Les sites de marques, un univers pour mieux vendre

Après avoir représenté 178 heures de diffusion sur les chaînes de télévision en 2011, le programme court a naturellement conquis le média Internet et sa dictature du zapping. D’abord en prolongeant la démarche sur les différentes plateformes de diffusion vidéo. Ensuite, par la mise en place de sites de marques dédiés, permettant d’enrichir encore cet univers de la marque par de nouveaux contenus et de l’élargir au-delà de la simple relation marchande.

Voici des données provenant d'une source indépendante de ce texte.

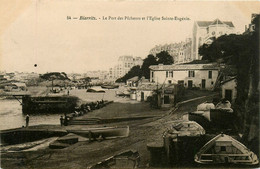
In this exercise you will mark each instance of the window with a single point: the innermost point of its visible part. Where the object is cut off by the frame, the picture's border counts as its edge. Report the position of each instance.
(191, 73)
(170, 73)
(166, 100)
(210, 74)
(222, 148)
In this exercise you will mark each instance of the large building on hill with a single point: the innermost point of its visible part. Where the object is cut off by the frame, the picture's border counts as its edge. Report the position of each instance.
(172, 49)
(124, 64)
(206, 31)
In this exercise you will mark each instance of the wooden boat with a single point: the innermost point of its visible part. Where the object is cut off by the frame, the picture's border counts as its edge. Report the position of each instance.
(225, 149)
(182, 141)
(185, 128)
(109, 86)
(48, 104)
(103, 132)
(126, 159)
(95, 91)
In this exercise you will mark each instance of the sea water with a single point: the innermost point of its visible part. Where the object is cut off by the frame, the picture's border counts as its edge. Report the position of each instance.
(11, 115)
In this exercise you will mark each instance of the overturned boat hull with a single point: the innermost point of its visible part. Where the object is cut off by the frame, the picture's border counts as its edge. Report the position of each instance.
(104, 132)
(225, 149)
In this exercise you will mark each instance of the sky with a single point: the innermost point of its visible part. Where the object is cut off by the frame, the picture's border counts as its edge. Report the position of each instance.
(38, 31)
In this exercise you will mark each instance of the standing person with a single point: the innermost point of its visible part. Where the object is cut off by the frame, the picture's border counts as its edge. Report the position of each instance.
(27, 120)
(61, 121)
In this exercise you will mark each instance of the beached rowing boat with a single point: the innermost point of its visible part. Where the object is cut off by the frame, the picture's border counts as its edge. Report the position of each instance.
(109, 86)
(225, 149)
(103, 132)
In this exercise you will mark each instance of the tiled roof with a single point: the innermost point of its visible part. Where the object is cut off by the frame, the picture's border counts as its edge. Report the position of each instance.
(228, 80)
(136, 78)
(185, 67)
(216, 21)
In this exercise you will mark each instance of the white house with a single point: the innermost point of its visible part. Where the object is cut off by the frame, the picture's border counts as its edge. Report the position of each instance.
(229, 90)
(202, 76)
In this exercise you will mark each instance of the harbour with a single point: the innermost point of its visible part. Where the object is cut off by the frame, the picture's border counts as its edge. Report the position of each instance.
(114, 85)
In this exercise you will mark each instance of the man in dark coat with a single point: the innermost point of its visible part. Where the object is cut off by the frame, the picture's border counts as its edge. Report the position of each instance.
(27, 120)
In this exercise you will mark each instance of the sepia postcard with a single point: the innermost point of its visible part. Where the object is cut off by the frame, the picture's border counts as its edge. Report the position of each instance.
(129, 84)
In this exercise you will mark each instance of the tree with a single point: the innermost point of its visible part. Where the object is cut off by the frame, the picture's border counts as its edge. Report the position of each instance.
(148, 61)
(242, 51)
(164, 58)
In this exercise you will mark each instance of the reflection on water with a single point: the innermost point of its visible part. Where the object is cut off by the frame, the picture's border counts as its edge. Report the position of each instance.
(11, 115)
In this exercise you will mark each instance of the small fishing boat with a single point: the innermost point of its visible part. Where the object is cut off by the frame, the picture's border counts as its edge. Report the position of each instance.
(185, 128)
(103, 132)
(225, 149)
(126, 159)
(109, 86)
(95, 91)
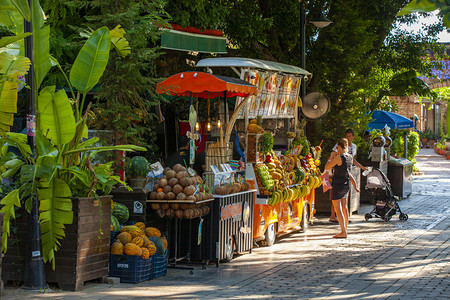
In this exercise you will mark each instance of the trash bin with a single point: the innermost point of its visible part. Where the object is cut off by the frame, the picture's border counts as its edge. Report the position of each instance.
(400, 176)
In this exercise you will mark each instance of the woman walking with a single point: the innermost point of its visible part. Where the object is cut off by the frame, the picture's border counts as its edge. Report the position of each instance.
(341, 164)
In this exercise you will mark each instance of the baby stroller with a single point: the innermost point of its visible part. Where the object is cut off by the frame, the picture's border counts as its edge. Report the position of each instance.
(384, 200)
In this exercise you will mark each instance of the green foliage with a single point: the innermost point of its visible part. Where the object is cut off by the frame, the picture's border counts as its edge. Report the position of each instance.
(266, 142)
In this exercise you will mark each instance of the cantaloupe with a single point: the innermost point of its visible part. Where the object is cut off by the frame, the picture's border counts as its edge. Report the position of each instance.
(132, 249)
(160, 249)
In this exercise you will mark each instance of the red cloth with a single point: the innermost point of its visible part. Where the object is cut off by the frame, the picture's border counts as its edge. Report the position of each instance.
(200, 144)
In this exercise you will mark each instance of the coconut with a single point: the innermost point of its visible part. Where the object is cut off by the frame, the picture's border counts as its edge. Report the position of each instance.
(161, 213)
(172, 181)
(188, 214)
(170, 196)
(160, 195)
(181, 196)
(189, 190)
(185, 181)
(178, 167)
(152, 195)
(170, 213)
(177, 189)
(182, 174)
(191, 198)
(167, 189)
(171, 174)
(184, 206)
(162, 182)
(179, 213)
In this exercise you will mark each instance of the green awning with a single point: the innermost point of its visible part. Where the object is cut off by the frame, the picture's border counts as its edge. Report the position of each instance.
(186, 41)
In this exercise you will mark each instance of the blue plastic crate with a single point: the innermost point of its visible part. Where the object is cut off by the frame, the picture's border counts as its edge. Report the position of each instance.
(130, 268)
(159, 267)
(114, 235)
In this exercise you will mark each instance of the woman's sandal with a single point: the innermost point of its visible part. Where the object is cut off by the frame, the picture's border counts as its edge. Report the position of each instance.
(340, 236)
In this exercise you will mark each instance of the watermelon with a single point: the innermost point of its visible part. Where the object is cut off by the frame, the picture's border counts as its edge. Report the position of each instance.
(115, 226)
(138, 167)
(121, 212)
(160, 249)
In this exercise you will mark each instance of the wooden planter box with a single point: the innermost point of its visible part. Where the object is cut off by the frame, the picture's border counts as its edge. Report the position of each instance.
(1, 255)
(84, 252)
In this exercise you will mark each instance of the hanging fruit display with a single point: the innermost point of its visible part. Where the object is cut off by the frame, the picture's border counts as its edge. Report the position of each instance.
(289, 177)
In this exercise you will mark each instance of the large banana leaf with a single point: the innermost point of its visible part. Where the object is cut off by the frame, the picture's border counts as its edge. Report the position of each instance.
(57, 120)
(41, 45)
(91, 61)
(55, 212)
(119, 42)
(10, 64)
(9, 203)
(23, 8)
(11, 39)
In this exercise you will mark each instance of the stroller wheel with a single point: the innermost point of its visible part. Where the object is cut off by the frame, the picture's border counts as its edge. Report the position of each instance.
(403, 217)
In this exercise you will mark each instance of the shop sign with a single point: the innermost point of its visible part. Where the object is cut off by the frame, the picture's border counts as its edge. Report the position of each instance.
(233, 211)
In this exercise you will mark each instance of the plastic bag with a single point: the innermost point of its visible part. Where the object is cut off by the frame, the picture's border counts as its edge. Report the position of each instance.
(326, 183)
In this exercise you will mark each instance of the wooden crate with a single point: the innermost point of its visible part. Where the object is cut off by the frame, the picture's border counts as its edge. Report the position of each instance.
(135, 201)
(84, 252)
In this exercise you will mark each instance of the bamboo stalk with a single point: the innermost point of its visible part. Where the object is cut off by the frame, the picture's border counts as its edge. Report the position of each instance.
(233, 119)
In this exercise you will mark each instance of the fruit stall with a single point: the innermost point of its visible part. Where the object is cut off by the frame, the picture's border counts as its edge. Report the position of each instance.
(222, 225)
(285, 179)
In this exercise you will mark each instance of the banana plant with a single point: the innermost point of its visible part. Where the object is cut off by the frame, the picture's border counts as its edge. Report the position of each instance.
(62, 168)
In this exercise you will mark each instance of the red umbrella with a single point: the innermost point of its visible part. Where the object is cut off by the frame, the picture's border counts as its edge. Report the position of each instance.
(205, 85)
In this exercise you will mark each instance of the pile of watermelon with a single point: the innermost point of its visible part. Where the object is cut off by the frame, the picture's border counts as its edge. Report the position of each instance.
(119, 215)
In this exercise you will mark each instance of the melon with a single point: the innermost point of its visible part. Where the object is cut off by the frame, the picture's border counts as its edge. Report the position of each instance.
(132, 249)
(121, 212)
(160, 249)
(117, 248)
(138, 167)
(115, 225)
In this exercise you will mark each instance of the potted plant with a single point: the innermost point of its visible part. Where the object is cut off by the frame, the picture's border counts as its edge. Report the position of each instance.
(424, 137)
(61, 173)
(432, 139)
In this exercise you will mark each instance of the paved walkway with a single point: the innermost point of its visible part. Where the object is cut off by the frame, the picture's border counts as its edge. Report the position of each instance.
(379, 260)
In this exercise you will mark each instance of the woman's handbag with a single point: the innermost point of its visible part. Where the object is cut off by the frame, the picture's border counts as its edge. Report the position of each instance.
(326, 183)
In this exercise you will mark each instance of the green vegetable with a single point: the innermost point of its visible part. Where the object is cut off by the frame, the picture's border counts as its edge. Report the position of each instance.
(266, 142)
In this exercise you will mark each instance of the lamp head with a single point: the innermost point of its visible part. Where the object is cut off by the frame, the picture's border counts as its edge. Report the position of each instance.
(321, 21)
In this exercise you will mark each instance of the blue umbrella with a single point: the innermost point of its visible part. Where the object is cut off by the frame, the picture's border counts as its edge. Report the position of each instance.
(382, 118)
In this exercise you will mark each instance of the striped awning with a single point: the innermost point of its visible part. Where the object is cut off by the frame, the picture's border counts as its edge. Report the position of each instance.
(187, 41)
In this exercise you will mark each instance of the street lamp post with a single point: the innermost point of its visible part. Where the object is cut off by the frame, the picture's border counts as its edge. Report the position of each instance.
(320, 22)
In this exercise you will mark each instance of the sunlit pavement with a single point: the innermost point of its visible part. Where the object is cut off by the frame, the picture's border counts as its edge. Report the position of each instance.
(379, 260)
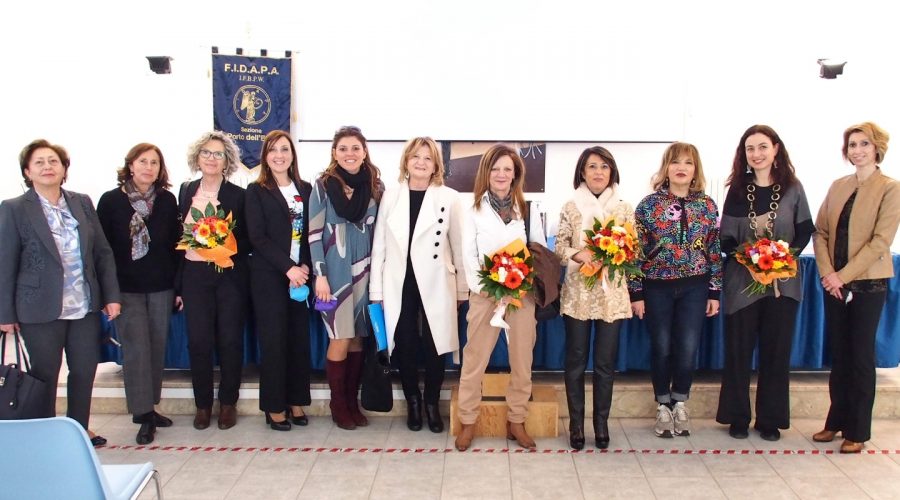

Dans ce domaine, on peut relever notamment le site particulièrement raffiné dédié au voyage de Louis Vuitton. Une façon de préempter un univers en cohérence avec les produits phares de la marque (les sacs de voyage) tout en l’inscrivant résolument dans le haut de gamme grâce aux contributeurs de choix (Angelina Jolie, Bono ou Sean Connery). Plus « proche » de nous, Orange a produit, durant la Coupe du monde de rugby 2011, une Web-émission de cinq minutes permettant de décrypter les résultats des matchs. Une initiative en cohérence avec la démarche globale initiée en 2001, installant sa marque dans les valeurs de ce sport. Enfin, on peut également citer le groupement Korean Tourism qui nous invite au voyage au travers du site Touch Korea proposant de nous immerger dans de petites histoires faisant pénétrer dans l’intimité de la Corée traditionnelle.

Le Web-documentaire, nouveau filon repris par les marques

Dans la même lignée, la publicité digitale reprend aujourd’hui à son compte le format du Web-documentaire qui est en train d’exploser sur la toile. Un format plus interactif, résolument multimédia, dont le succès semble mettre fin au diktat du « court à tout prix » sur Internet et met enfin l’internaute à contribution. Ainsi peut-on nommer les très remarquables Homo-Numericus, produits par SFR, relatant le quotidien des ados connectés, « à l’abri de rien » témoignant de la situation des mal-logés, en collaboration avec la Fondation Abbé Pierre ou le très esthétique « Clan Campbell » qui nous invite à visiter les terres écossaises du whisky appartenant au Groupe Pernod Ricard. La construction scénaristique et la délinéarisation des contenus permettent de littéralement aspirer l’internaute dans la narration et de remporter son adhésion, grâce à une réalisation souvent soignée où le sujet central représente un élément de l’histoire. De quoi encore accentuer la relation directe et tangible que toute marque tente d’établir avec son client. D’autant plus que cette évolution du discours des marques vers une fourniture de contenus de plus en plus élaborés semble répondre à un véritable besoin. Une étude menée par Yahoo! France sur les « perceptions et attentes des internautes en matière de Brand Content » indique, entre autres, que 72 % des personnes interrogées considèrent les marques créant du contenu comme innovantes. Une opportunité que de nombreuses entreprises sont aujourd’hui prêtes à expérimenter. Reste à savoir si elles sont toutes susceptibles de pouvoir le faire.